Uprising
The possum skittled away from the fog lamp horizon and into the path of the truck in the other lane. Trent crumpled his brow in a grimace, grateful for the pulsing bass and mindless lyrics inside his leather cocoon. He did not look in the rear view mirror, hyper-focused on his internal dialogue. Four hours until the presentation.
He had an idea on Monday, the key to his future at the firm. Trent pulled strings and reserved presentation time at the annual meeting. For two days, he stayed locked in his office, sign on door, tie on hook, shoes kicked off and away. Each night, he returned home in silence, drenched in sweat and smeared in dry erase dust. He drank three meals a day.

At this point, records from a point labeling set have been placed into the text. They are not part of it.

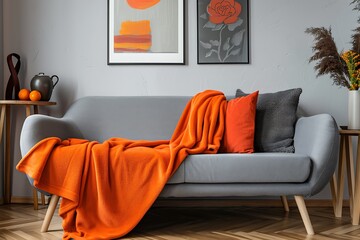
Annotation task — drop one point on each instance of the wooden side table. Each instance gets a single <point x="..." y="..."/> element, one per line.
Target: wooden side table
<point x="346" y="160"/>
<point x="5" y="118"/>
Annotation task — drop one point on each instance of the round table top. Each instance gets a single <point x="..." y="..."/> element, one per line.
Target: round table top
<point x="22" y="102"/>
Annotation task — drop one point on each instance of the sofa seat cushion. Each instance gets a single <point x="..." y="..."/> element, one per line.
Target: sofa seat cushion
<point x="247" y="168"/>
<point x="179" y="175"/>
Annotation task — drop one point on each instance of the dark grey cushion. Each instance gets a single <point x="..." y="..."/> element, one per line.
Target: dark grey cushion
<point x="275" y="120"/>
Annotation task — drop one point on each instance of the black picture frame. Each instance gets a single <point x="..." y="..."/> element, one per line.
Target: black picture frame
<point x="127" y="48"/>
<point x="223" y="37"/>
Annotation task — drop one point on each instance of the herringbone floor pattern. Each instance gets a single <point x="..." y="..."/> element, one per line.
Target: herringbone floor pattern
<point x="20" y="221"/>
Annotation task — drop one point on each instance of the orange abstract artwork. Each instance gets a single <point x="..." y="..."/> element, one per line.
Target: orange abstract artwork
<point x="134" y="36"/>
<point x="142" y="4"/>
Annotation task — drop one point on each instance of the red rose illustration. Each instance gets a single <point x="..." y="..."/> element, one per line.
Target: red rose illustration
<point x="223" y="11"/>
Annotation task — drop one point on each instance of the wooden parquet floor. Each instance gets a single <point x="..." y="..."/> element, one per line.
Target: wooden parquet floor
<point x="20" y="221"/>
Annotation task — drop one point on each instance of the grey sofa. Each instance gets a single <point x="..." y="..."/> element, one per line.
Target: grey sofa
<point x="300" y="174"/>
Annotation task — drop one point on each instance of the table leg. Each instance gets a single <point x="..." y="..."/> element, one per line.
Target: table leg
<point x="356" y="207"/>
<point x="2" y="120"/>
<point x="333" y="189"/>
<point x="7" y="188"/>
<point x="340" y="186"/>
<point x="35" y="193"/>
<point x="350" y="170"/>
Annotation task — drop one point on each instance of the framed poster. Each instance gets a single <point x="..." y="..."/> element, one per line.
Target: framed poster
<point x="223" y="31"/>
<point x="146" y="32"/>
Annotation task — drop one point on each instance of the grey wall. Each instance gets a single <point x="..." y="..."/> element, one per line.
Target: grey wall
<point x="68" y="38"/>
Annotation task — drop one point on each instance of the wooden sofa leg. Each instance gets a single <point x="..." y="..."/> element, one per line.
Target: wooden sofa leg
<point x="50" y="213"/>
<point x="304" y="214"/>
<point x="285" y="203"/>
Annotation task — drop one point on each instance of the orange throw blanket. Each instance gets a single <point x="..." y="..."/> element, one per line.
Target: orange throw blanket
<point x="108" y="187"/>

The big idea had crept and slithered and grown to saturate his cells, until he became the idea, and the idea was Trent. And now, the morning of the presentation, he had no idea and he was nothing. He tried now to remember, to feel, to breathe Monday. But there were no links. It was a day spent inside his mind, with no external touchstone to reality.
Somewhere between the fogs, he missed his exit and left the highway onto an unfamiliar street. The pavement conveyed the car on and into clarity, where tar met gravel trailing into water and sunrise. They stopped at the edge, both car and mind, and he stepped outside, clutching Monday’s newspaper.

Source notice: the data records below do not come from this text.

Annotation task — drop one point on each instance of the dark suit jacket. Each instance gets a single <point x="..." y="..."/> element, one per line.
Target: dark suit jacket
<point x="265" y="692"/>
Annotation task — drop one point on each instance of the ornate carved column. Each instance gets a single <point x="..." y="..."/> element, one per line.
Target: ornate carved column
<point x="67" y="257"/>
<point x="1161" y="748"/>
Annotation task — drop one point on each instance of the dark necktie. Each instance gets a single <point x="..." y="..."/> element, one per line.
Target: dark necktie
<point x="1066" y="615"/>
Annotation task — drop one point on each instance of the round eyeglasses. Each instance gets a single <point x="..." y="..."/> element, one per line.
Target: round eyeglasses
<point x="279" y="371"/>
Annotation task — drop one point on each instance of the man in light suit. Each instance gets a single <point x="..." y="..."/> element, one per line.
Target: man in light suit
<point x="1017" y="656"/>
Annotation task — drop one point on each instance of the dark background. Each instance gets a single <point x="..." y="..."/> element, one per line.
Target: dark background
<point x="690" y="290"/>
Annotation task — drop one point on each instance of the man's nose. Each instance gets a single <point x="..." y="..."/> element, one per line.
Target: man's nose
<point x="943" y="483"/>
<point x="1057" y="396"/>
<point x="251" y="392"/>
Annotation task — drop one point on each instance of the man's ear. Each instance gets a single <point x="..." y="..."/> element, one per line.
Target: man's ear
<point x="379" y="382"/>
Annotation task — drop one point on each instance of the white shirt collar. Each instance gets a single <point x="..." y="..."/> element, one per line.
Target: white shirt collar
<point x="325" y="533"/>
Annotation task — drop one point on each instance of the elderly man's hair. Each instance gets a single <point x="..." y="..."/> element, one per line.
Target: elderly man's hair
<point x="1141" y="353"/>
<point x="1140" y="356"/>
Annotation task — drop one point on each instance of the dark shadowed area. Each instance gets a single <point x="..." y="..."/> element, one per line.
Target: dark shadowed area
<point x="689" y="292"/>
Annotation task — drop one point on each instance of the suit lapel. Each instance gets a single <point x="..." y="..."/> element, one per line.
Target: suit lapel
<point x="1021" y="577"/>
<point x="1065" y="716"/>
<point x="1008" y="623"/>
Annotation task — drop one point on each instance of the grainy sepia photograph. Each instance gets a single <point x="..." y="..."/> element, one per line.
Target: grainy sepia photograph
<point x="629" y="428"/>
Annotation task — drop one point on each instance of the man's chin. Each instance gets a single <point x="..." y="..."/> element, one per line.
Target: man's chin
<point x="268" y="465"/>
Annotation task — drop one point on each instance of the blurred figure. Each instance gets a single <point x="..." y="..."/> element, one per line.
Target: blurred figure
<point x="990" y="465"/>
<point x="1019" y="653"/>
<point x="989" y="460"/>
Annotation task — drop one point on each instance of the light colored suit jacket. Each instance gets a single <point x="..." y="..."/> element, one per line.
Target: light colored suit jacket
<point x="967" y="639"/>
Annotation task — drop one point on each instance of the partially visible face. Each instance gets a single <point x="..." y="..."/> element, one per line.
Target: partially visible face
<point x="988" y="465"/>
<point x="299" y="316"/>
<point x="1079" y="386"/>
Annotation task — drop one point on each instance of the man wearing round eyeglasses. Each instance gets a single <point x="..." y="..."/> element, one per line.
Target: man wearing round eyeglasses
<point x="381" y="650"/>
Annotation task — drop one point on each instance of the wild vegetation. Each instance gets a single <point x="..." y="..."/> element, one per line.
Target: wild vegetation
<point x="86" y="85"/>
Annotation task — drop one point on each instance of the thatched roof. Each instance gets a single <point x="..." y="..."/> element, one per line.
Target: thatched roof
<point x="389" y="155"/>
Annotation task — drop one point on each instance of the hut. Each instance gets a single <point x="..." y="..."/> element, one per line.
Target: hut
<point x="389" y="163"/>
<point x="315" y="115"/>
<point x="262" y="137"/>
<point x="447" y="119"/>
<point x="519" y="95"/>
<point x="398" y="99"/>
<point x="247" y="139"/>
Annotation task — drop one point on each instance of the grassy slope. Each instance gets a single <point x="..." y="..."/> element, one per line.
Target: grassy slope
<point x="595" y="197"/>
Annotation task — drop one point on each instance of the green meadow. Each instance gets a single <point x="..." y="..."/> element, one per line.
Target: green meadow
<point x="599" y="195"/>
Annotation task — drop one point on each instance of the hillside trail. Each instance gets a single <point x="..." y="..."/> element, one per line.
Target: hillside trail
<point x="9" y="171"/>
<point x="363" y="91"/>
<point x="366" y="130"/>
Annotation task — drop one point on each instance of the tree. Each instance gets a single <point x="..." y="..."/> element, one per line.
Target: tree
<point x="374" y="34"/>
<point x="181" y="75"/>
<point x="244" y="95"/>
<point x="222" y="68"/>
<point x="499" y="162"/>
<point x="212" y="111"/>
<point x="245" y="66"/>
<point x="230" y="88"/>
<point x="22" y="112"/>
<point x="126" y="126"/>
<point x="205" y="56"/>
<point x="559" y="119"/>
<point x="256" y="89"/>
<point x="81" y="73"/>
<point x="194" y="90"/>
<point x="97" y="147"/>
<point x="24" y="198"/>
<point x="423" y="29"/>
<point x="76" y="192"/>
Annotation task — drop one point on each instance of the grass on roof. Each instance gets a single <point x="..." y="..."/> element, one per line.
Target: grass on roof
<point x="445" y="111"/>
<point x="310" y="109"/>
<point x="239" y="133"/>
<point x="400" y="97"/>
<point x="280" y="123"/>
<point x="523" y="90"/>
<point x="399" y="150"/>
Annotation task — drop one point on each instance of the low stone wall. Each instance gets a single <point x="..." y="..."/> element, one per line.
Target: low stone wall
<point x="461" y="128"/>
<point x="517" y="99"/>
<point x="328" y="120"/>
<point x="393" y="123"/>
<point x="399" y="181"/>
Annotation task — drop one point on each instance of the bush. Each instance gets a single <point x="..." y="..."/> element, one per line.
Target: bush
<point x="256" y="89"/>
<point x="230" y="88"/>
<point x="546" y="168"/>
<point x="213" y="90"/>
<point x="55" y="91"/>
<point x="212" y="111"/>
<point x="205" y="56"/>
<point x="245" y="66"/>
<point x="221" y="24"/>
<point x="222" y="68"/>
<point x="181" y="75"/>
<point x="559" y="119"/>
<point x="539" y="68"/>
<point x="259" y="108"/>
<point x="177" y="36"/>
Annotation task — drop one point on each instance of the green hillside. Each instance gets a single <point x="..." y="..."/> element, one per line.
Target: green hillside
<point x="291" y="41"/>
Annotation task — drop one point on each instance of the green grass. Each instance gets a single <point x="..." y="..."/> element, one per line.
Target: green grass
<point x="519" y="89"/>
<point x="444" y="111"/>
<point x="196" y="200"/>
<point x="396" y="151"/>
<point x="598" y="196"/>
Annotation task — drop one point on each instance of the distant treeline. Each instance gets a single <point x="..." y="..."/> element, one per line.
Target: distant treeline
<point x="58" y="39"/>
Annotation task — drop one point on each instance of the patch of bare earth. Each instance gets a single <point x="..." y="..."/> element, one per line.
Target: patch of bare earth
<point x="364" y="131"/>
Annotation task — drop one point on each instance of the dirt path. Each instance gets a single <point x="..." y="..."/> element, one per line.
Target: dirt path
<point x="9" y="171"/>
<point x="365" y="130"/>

Trent removed his shoes and mismatched socks, but resisted the urge to dip toes in icy murk. He sat in the gravel and unfolded the paper, staring at a day that never happened. Revelation broke above the line of trees, turning the paper and world to white and he began to fold, edges to edges, corners to corners.
He rose with the paper boat and stepped up to swampy reeds, raising his creation high above the trees. Deliberate shade exercised pupils into tools for letters and words, folded context and misread meaning. Trent flexed his fingers, dropping paper and spinning back to the car before the boat launched into the wet.
His socks and shoes now passengers, he rubbed the ball of his foot up and down the accelerator, appreciating the grooves, once deep, now worn with miles of friction and pressure. The highway found his car again, a nameless looping pain thumping his skull and vibrating his seat.
Toes gripped the knobby brake pedal as the road brought him to a pair of crows pulling sinews free from steaming flesh. Siphoned into air, gaming life itself, they vanished. A new blindness stole their shadows as he tried to capture them again in the rear view mirror. Eyes returned to the road, and he wondered if they had been crows or ravens.